When your heart beats fast after the injection, do you think it is some sort of allergic reaction?

Melissa.

Melissaw72....it's possible I had allergy to the med at the time I didn't know I had pernicious anemia and a low B12 level in my body.  When I went to see a neurologist she told me not to take any medicatiions for 6 months until I get a higher B12 level in my body because medications affect your central nervous system and being my B12 was so low, she said I would get every side affect that medication had and some more!
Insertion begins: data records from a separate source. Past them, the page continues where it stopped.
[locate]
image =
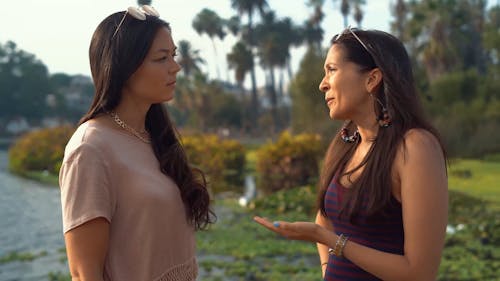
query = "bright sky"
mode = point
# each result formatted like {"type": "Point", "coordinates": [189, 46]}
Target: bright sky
{"type": "Point", "coordinates": [58, 32]}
Now with inflammation....I can't seem to drink any decafeinated coffee. or any time of carbonated drinks as my intestinal tract gets really disturbed and I start getting burning in my stomach and a lot of gas.  My regular doctor said I need to stay on tract on a diet so that I don't become sick.  With the inflammation...I am very sensitive to meds and don't feel well taking almost any of them.  It's like my body is rejecting meds....don't know why!  I did make an appointment with a rheumatologist and an endocrinologist in March...however, I do know it will take time to find out what autoimmune problem is lurking within me which I don't know yet and haven't found out!  Why does life have to be such a mystery!